原版的被邪神之力腐蚀得不成样子了,这是严会长托人重新打的,今天早晨送到他手里。
“严会长说——徽章他帮你重新打好了。等你出来之后去公会总部报到——他说你的档案上又多了一条功绩:猎人小屋单人突入,救出一名平民。虽然被捕了,但救的人被带回来了。公会对这事的态度很明确——功绩是功绩。这枚徽章在军部禁闭室不能戴,但你可以放在枕头下面。严会长说——万一你在考核里顶不住,至少看看这枚徽章。证明你不只是个禁闭室里的囚犯。”
楚若曦接过徽章。
铜质表面锃亮,背面的字是莉兹用刻刀一笔一画刻上去的——她的字还是那样,歪歪扭扭,边角有刻歪的笔画。
她把徽章放在枕头下面。
然后她开口了。
她从昨天到现在一直想说这句话,但对着看守说出来只会变成笑柄,对着菲娜说出来会让那姑娘更难过,对着陆剑鸣——她觉得这个人能听懂。
“昨天看守进来搜查的时候,提到我的公会档案——档案上写了什么初次性交对象、G点反应、阴蒂敏感度。他知道得比我自己还清楚。档案本来是公会用来评估战斗能力的数据,在禁闭室里变成了看守在床上羞辱我的工具。他们用我自己身体的真实数据,来证明我天生就应该被人干。”
她的声音没有起伏,像是在陈述一个已经发生过的事实。
陆剑鸣没有回答。
他的手指在搪瓷杯边缘上停住了。
空气里只剩下火把燃烧的噼啪声。
过了很长一段时间,楚若曦才重新开口。
“我知道公会记录这些是为了帮我。孟萱给我检查的时候,我问她每一项数据有什么用——她说等你以后战斗经验多了,这些数据能帮你做针对性训练。她说这句话的时候正在记录我阴蒂敏感度的读数,语气和医生开药方一样平。我没有怪公会。我怪的是把档案数据当成菜单一样随便泄露给看守的人。”
陆剑鸣把搪瓷杯放在栅栏门旁边。
楚若曦没有站起来送他。
她把圣油的瓶盖拧紧,放在枕头旁边,然后重新盘腿坐下,闭上眼睛。
后腰的淫纹在圣油的润泽下不那么紧绷了——纹路边缘不再起皮,皮肤恢复了最基本的弹性。
不算治疗,但能让她在接下来的训练里少一点不必要的干扰。
火把的光在她脸上跳了几下,映出她鼻梁的侧影、紧抿的唇线、还有肩头从囚服破洞里露出来的一小块白皙皮肤。
她的呼吸渐渐平稳下来,女神之力的淡金色光芒重新在她指尖亮起——比昨晚更亮了一点点。

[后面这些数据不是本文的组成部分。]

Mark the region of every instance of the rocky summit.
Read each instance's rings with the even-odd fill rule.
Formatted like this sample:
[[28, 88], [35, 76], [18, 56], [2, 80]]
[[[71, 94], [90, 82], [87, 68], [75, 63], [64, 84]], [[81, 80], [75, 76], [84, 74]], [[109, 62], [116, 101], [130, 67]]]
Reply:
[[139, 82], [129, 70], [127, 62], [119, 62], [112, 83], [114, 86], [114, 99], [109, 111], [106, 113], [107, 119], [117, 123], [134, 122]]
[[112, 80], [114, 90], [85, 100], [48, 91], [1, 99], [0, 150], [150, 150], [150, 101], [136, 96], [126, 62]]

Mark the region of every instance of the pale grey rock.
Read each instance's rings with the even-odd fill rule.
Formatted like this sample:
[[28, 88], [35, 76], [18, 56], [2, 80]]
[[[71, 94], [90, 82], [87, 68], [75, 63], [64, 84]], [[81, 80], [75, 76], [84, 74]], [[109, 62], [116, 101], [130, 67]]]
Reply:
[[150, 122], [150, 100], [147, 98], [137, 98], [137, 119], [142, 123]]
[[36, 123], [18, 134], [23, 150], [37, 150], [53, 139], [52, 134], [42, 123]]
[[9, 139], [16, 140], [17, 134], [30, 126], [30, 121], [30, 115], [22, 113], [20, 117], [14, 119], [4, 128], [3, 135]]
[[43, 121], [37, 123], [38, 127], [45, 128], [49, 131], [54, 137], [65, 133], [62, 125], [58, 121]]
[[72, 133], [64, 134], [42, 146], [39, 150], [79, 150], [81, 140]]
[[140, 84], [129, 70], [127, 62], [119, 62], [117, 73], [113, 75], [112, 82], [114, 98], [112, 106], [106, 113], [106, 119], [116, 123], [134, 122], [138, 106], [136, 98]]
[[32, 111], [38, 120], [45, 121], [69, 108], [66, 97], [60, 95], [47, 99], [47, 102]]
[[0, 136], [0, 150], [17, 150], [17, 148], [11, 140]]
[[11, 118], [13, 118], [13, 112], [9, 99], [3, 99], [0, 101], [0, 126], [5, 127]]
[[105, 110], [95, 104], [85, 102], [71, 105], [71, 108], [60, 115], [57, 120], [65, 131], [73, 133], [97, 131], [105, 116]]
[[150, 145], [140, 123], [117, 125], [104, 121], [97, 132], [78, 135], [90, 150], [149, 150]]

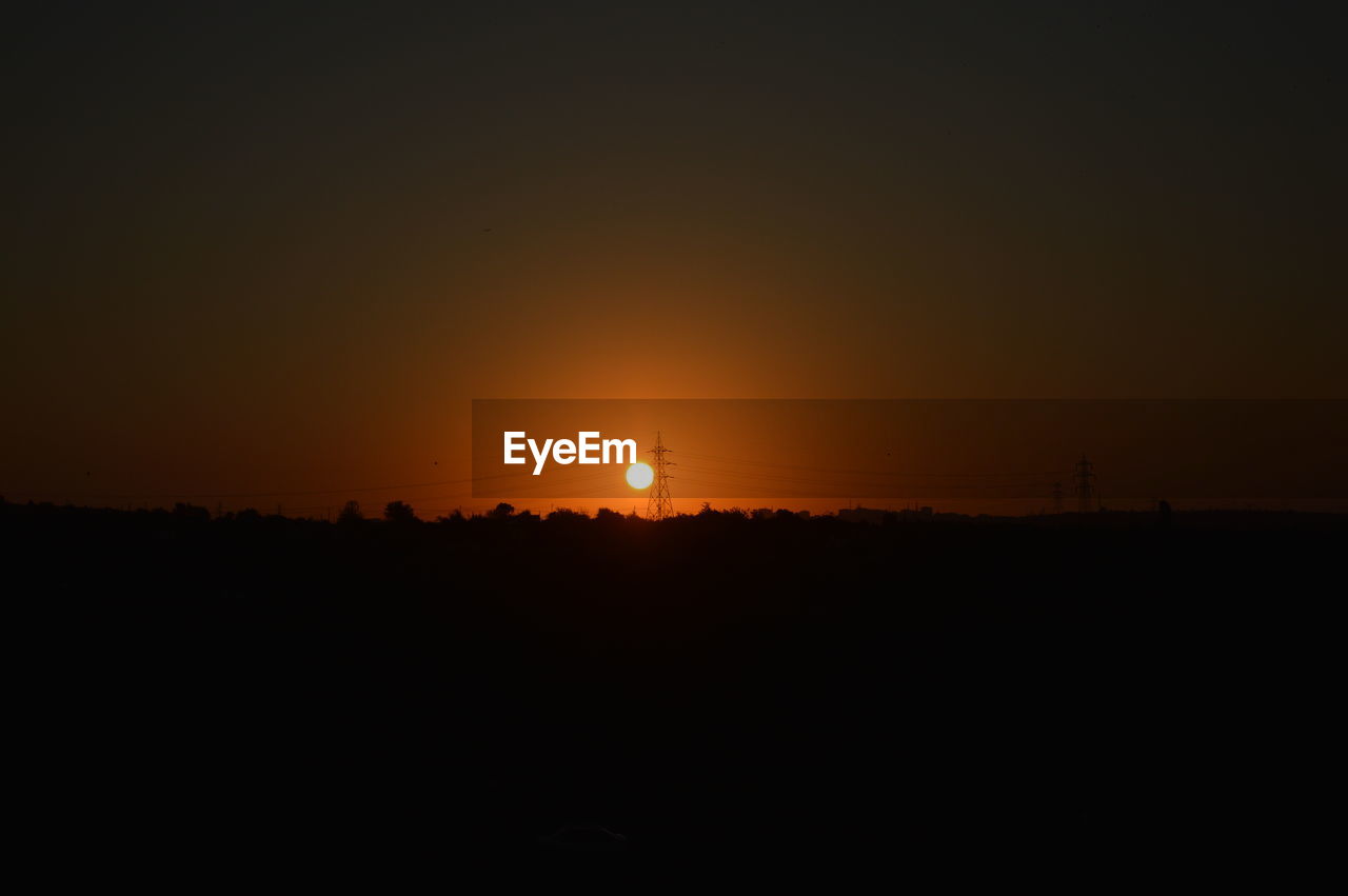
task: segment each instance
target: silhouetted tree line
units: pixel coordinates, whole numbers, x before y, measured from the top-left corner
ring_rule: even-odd
[[[1282,825],[1264,714],[1332,705],[1270,620],[1341,515],[381,516],[0,504],[71,849],[1116,866]]]

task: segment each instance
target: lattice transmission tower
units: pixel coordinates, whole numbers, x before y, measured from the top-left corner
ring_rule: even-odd
[[[678,465],[674,461],[665,459],[669,451],[665,447],[665,442],[661,441],[661,434],[656,433],[655,447],[646,451],[651,455],[651,468],[655,472],[655,481],[651,482],[651,490],[646,496],[646,516],[652,520],[663,520],[674,516],[674,501],[670,500],[670,476],[666,470],[670,466]]]
[[[1096,488],[1095,488],[1095,469],[1086,455],[1082,454],[1081,459],[1077,461],[1076,470],[1077,480],[1077,513],[1089,513],[1091,504],[1095,501]]]

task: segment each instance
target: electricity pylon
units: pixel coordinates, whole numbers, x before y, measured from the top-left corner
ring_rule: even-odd
[[[1091,461],[1082,454],[1081,459],[1077,461],[1077,513],[1089,513],[1091,503],[1095,497],[1095,470],[1091,468]]]
[[[655,434],[655,447],[647,449],[646,453],[651,455],[651,466],[655,469],[655,481],[646,496],[646,516],[652,520],[663,520],[674,516],[674,503],[670,500],[670,477],[665,470],[677,465],[674,461],[665,459],[669,449],[661,441],[659,433]]]

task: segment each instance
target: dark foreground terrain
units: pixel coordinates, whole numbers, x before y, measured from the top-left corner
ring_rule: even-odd
[[[0,520],[9,600],[34,610],[12,736],[36,746],[19,776],[53,874],[439,884],[1267,858],[1285,798],[1317,787],[1302,610],[1339,600],[1348,532]]]

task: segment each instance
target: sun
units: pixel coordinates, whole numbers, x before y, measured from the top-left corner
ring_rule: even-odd
[[[627,468],[627,484],[634,489],[644,489],[651,486],[651,481],[655,478],[655,472],[651,470],[650,463],[643,463],[638,461],[636,463]]]

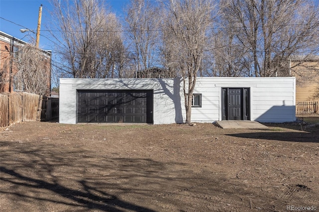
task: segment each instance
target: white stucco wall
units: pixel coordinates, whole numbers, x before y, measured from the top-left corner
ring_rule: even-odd
[[[294,78],[198,78],[194,93],[202,94],[201,107],[192,108],[192,121],[221,120],[222,88],[250,88],[251,120],[296,120]],[[77,90],[153,90],[155,124],[185,120],[182,83],[171,79],[61,79],[59,121],[76,123]]]

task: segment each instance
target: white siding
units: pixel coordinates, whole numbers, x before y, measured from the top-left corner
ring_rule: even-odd
[[[294,121],[295,84],[295,78],[198,78],[194,93],[202,94],[202,106],[192,108],[192,121],[212,122],[221,119],[222,88],[250,89],[251,120]],[[79,89],[152,89],[155,124],[185,120],[182,83],[178,79],[62,79],[61,123],[76,122],[76,90]]]

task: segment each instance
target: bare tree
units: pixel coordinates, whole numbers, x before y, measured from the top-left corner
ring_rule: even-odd
[[[30,44],[19,46],[15,54],[11,78],[15,90],[49,95],[51,54]]]
[[[170,55],[168,66],[178,68],[183,80],[186,123],[190,123],[193,93],[202,60],[209,46],[208,31],[212,27],[213,0],[169,0],[166,45]],[[168,35],[170,34],[168,36]]]
[[[127,12],[127,32],[136,69],[148,75],[150,68],[158,63],[158,8],[151,0],[131,0]]]
[[[235,32],[230,45],[241,45],[244,60],[251,62],[247,76],[287,75],[290,57],[318,51],[319,13],[313,2],[223,0],[221,8],[225,29]]]
[[[102,0],[52,0],[51,28],[65,75],[105,78],[121,76],[124,45],[121,26]],[[67,76],[65,76],[67,77]]]

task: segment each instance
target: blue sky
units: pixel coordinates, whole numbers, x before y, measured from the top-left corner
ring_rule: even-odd
[[[105,3],[111,6],[111,10],[117,15],[122,15],[122,8],[129,2],[129,0],[105,0]],[[25,41],[29,40],[29,36],[34,38],[35,34],[27,32],[22,33],[20,29],[26,28],[36,32],[39,8],[42,4],[39,47],[42,49],[53,49],[53,43],[45,37],[50,38],[48,32],[45,31],[46,25],[50,19],[51,4],[47,0],[0,0],[0,31]],[[24,26],[22,27],[18,25]]]

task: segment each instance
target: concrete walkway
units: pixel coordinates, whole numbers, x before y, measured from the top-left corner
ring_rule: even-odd
[[[216,121],[216,125],[224,129],[267,129],[265,126],[257,121],[231,120]]]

她在一整夜的反复尝试之后,已经能把凝聚时间从几秒延长到十几秒。
还不够。
但比昨晚好。
走廊里陆剑鸣的脚步声渐渐远去。
禁闭室里只剩下呼吸声和火把燃烧的噼啪声。
她在想考核的事。
军部派的人,会一个一个来。
她没有退路,只有一周。
楚若曦在禁闭室狭小的空间里做了个深呼吸,用手撑着行军床的床架,慢慢站起来。
她的身体还很虚——昨晚整夜没睡,今天只喝了几口水,囚服里的身体在冒虚汗。
但她不能让肌肉僵硬下去。
在公会训练场上,许清欢带她做的第一件事就是深蹲。
现在她在禁闭室里,床和栅栏门之间的空隙刚好够她并排站好双脚。
她开始做深蹲——不是孟萱在新人检查时教的慢速深蹲,是许清欢教她的变速深蹲:下去时慢,停住,大腿与地面平行时收紧臀部肌肉保持片刻,然后快速弹起。
这个节奏能模拟性斗中“对抗——反应——反击”的节奏。
她做了十几个,大腿开始发酸。
囚服的粗麻布料在膝盖弯曲时摩擦大腿内侧,内裤加厚层上那些被邪神之力腐蚀出的紫色裂痕在皮肤上来回摩擦,发出一阵细细的痒。
那不是正常的痒——加厚层原本是哑光材质,现在裂痕边缘变得又硬又脆,像软砂纸一样刮在腿根的嫩肉上,每蹲一次就刮一道微红的擦痕。